Search code examples
phpbbcode

How to parse nested BB Code with parameters


I'd like to work on a BB Code filter for a PHP website. (I'm using CakePHP, it would be a BB Code helper). I have the following requirements:

  • BB Code can be nested. So something like this is valid

    [block]  
        [block]  
        [/block]  
        [block]  
            [block]  
            [/block]  
        [/block]  
    [/block]  
    
  • Bbcodes can have 0 or more parameters.

    Example:

    [video: url="url", width="500", height="500"]Title[/video]
    
  • BB Code might have multiple behaviours

    Let's say [url]text[/url] would be transformed to [url:url="text"]text[/url] or the video BB Code would be able to choose between YouTube, Dailymotion, etc.

I've already done something with regex, but my biggest problem was matching parameters. In fact, I got nested BB Code and BB Code with 0 parameters to work. But when I added a regex match for parameters, it didn't match nested BB Code correctly:

"\[($tag)(=.*)\"\](.*)\[\/\1\]" (It wasn't .* but the non-greedy matcher)

I don't have the complete regex with me right now, But I had something that looked like that(above).

Is there a way to match BB Code with regex or something else?

The only thing I can think of is to use the visitor pattern and to split my text with each possible tags. This way, I can have a bit more of control over my text parsing and I could probably validate my document so if the input text doesn't have valid BB Code... I could notify the user with a error before saving anything.

I would use SableCC to create my text parser.


Solution

  • There's both a pecl and PEAR BBCode parsing library. Software's hard enough without reinventing years of work on your own.

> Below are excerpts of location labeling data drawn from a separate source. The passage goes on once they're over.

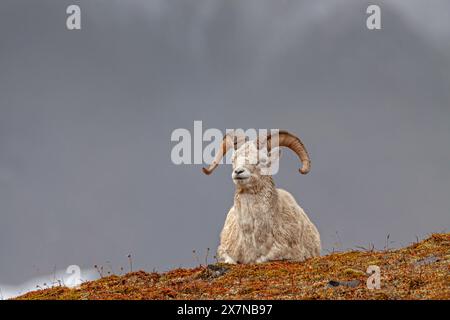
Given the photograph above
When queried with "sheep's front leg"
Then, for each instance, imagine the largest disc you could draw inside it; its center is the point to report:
(274, 254)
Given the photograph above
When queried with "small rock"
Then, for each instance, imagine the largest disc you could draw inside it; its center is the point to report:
(213, 271)
(350, 284)
(354, 272)
(427, 260)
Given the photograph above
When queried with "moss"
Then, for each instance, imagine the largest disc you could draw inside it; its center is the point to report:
(401, 278)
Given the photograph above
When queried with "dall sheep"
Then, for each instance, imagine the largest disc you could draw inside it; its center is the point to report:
(265, 223)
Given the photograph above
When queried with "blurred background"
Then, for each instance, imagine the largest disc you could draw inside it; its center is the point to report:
(86, 118)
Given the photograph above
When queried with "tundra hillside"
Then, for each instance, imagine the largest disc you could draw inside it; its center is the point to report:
(419, 271)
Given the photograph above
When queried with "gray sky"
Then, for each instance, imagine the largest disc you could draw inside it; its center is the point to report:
(86, 118)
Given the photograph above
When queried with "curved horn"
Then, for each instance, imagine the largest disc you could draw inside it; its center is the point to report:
(230, 140)
(291, 141)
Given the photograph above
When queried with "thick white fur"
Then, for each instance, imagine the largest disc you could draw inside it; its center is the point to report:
(264, 223)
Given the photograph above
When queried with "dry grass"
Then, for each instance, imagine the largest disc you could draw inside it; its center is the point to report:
(420, 271)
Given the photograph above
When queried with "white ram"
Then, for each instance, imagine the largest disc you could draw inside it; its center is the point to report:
(265, 223)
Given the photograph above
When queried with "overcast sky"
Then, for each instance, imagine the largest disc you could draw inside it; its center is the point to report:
(86, 118)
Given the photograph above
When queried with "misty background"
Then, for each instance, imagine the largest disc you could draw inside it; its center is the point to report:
(86, 118)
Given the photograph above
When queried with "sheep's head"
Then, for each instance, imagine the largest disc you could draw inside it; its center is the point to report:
(254, 159)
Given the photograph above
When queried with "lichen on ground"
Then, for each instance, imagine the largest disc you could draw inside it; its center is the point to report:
(419, 271)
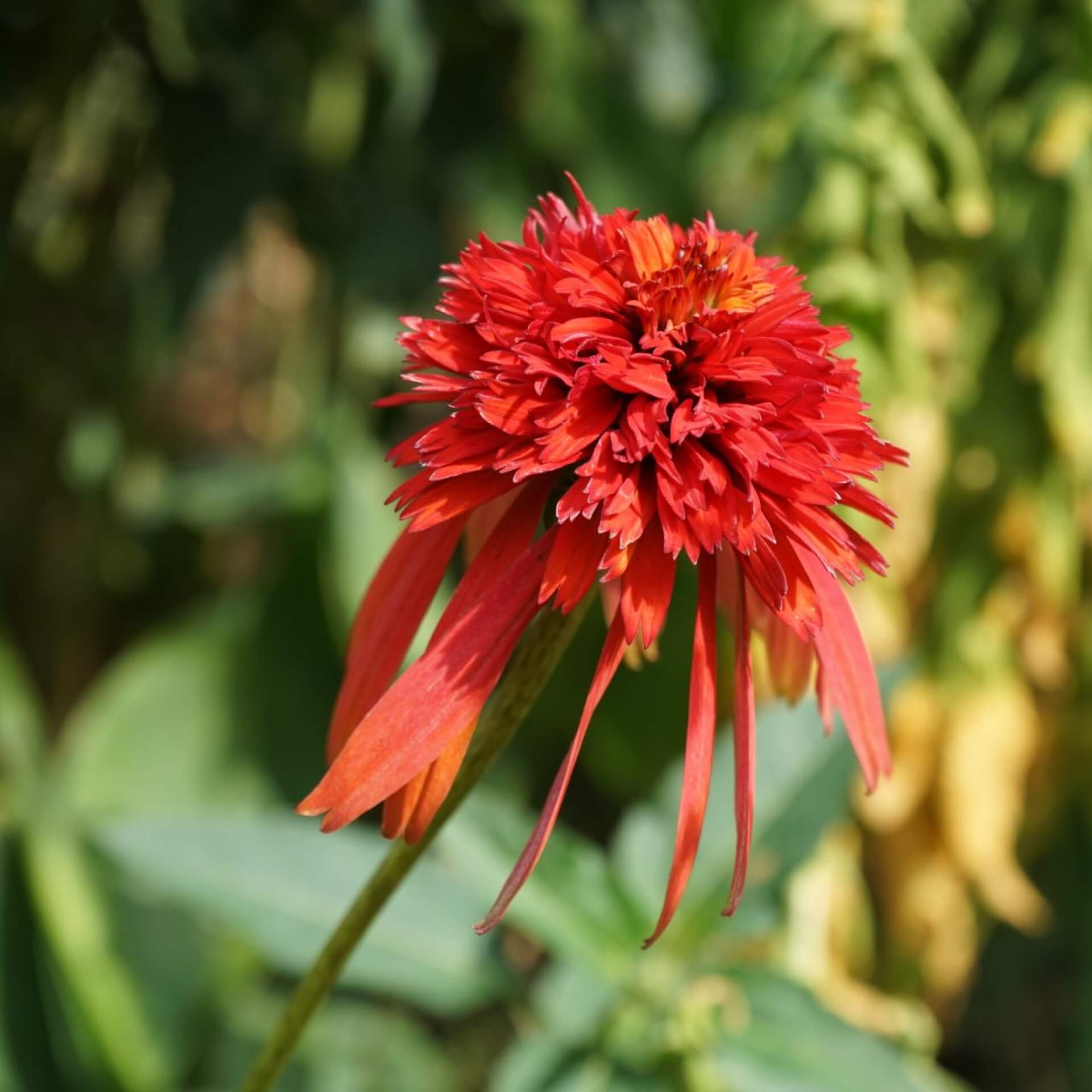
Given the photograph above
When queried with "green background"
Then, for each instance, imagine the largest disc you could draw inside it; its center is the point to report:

    If neither of those are an option, I'd concentrate on turning the BBCode into a valid XML string, and then using your favorite XML parsing routine on that. Very very rough idea here, but

    1. Run the code through htmlspecialchars to escape any entities that need escaping

    2. Transform all [ and ] characters into < and > respectively

    3. Don't forget to account for the colon in cases like [tagname:

    If the BBCode was nested properly, you should be all set to pass this string into an XML parsing object (SimpleXML, DOMDocument, etc.)